A la fecha, se han reportado varias copias manuscritas del texto primario de Bolívar sobre su delirio, entre las que se incluye un documento fechado en octubre 13 de 1822, hallado hace algunos años por el historiador Armando Martínez Garnica en la población de Málaga en el departamento de Santander. En este se puede leer otro aparte de interés que servirá de base al cierre de esta columna:
“Sobrecogido de un sagrado terror, ¿cómo ¡oh tiempo!, respondí, no ha de desvanecerse el mísero mortal que ha subido tan alto? Yo he pasado todos los hombres en fortuna porque me he elevado sobre la cabeza de todos. Yo domino el universo con mis plantas; toco al Eterno con mis manos; siento las prisiones infernales bullir bajo mis pasos; estoy mirando de una guiñada los rutilantes astros; los soles infinitos; he visto sin asombro el espacio que encierra la materia y en tu rostro leo la historia de lo pasado y los libros del destino.

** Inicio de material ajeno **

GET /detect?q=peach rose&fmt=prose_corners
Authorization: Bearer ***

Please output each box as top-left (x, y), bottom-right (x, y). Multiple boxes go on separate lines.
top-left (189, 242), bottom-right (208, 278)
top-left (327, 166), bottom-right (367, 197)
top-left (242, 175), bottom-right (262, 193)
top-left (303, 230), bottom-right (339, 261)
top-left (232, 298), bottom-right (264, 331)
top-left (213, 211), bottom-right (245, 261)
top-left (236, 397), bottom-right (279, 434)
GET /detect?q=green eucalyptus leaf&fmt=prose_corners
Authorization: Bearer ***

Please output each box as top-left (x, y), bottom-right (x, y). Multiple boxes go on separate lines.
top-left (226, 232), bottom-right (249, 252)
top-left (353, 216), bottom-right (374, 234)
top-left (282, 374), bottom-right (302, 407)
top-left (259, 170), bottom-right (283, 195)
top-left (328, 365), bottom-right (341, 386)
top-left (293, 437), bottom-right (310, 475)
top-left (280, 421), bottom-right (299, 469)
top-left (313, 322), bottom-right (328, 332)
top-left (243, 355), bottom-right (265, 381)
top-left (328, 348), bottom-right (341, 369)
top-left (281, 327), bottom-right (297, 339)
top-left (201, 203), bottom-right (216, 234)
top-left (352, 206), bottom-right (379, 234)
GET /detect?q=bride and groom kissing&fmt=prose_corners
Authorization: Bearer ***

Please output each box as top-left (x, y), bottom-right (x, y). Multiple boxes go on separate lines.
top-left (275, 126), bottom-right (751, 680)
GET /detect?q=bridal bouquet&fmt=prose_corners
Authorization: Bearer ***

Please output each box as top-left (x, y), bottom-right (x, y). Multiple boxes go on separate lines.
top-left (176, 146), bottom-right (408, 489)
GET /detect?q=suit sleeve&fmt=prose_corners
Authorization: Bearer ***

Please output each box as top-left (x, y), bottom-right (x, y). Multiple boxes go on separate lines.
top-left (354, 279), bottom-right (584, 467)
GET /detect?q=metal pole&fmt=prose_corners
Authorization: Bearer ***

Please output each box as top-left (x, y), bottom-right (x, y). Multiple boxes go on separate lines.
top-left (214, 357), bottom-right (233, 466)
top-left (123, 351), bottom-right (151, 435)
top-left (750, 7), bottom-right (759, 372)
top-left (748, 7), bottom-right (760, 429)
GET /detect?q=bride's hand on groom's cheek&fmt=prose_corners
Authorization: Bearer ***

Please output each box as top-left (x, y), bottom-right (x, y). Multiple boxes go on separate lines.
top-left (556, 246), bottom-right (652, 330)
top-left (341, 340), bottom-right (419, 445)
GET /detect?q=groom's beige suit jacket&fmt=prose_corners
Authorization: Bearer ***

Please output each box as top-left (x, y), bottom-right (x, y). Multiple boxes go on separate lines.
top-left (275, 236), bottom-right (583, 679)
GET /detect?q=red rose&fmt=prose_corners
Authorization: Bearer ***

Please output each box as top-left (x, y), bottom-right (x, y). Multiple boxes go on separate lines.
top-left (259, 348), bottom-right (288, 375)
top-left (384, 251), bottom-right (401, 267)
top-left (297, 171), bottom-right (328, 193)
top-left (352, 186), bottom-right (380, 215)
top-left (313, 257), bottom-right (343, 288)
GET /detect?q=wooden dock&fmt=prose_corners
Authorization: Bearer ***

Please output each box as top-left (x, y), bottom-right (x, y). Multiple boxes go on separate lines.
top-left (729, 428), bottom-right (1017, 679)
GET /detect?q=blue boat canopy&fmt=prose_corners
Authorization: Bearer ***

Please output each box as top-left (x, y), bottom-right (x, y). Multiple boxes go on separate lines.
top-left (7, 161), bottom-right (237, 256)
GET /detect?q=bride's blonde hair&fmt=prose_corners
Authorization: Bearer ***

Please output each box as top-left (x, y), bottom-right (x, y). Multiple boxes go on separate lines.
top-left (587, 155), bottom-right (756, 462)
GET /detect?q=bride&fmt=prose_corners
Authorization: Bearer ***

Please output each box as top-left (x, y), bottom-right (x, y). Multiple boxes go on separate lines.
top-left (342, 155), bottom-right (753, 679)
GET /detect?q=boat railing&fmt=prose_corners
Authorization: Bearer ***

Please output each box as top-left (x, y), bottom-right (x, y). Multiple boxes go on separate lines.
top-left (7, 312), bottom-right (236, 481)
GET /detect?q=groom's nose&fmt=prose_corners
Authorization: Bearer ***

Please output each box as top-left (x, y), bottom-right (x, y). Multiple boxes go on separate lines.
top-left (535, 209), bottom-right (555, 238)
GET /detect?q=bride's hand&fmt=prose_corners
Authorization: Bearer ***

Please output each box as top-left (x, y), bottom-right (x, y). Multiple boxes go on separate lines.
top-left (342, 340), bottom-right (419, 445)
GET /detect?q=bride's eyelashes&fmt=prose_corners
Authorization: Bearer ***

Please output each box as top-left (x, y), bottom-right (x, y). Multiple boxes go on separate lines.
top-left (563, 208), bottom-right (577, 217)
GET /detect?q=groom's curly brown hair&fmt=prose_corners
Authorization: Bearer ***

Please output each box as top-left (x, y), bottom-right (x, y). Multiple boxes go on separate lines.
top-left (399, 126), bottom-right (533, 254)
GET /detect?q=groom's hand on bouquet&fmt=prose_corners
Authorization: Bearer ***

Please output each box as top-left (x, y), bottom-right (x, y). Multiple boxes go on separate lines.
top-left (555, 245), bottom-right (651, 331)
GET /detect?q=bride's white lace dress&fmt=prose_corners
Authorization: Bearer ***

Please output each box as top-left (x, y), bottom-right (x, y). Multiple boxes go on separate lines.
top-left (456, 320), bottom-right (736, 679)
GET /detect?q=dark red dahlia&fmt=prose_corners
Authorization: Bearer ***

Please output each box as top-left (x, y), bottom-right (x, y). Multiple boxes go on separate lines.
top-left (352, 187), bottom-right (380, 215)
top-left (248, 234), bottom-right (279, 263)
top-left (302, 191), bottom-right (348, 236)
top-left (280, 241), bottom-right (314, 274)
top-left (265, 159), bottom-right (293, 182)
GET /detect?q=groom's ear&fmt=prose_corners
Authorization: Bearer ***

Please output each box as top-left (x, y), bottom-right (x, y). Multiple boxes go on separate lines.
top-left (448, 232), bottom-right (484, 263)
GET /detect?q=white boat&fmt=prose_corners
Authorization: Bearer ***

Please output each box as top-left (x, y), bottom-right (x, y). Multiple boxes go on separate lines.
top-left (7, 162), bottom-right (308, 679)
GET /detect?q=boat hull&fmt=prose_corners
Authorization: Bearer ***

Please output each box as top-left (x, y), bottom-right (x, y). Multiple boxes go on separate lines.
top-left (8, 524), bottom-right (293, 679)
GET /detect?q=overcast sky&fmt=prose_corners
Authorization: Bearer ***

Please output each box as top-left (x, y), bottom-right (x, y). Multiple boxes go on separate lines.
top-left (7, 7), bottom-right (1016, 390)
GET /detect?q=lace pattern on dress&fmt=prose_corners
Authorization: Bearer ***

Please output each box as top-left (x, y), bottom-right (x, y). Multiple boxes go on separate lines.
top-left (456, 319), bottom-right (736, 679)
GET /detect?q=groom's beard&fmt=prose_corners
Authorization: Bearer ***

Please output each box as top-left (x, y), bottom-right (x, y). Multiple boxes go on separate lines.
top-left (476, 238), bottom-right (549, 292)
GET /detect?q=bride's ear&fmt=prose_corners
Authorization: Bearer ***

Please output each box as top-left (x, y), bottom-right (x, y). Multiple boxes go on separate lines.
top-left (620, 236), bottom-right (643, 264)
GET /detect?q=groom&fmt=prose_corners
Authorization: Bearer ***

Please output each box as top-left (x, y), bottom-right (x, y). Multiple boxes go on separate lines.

Observa, me dijo, aprende, conserva en tu mente lo que has visto; dibuja a los ojos de tus semejantes el cuadro del universo físico, del universo moral; no escondas los secretos que el cielo te ha revelado; di la verdad a los hombres… La fantasma desapareció”.
¿Cómo hacer para que regrese hoy “la fantasma” e induzca a nuestros gobernantes a moderarse en sus maneras, a expresar públicamente sus secretos y a decir la verdad para bajar su fiebre delirante?
Este raro texto bolivariano debería servir para promover a la vez una reflexión personal y una reflexión histórica colectiva, como la que lideran en esta columna bicentenaria los profesores Daniel Gutiérrez y Franz Hensel muy discretamente, caminando detrás.
Alberto Gómez Gutiérrez. Profesor titular del Instituto de Genética Humana de la Pontificia Universidad Javeriana.
*La columna bicentenaria es un proyecto colectivo coordinado por los profesores Daniel Gutiérrez (Universidad Externado) y Franz Hensel (Universidad del Rosario), en el que científicos sociales buscan dar perspectiva al bicentenario que se celebrará con motivo de la batalla de Boyacá y la creación de la República de Colombia.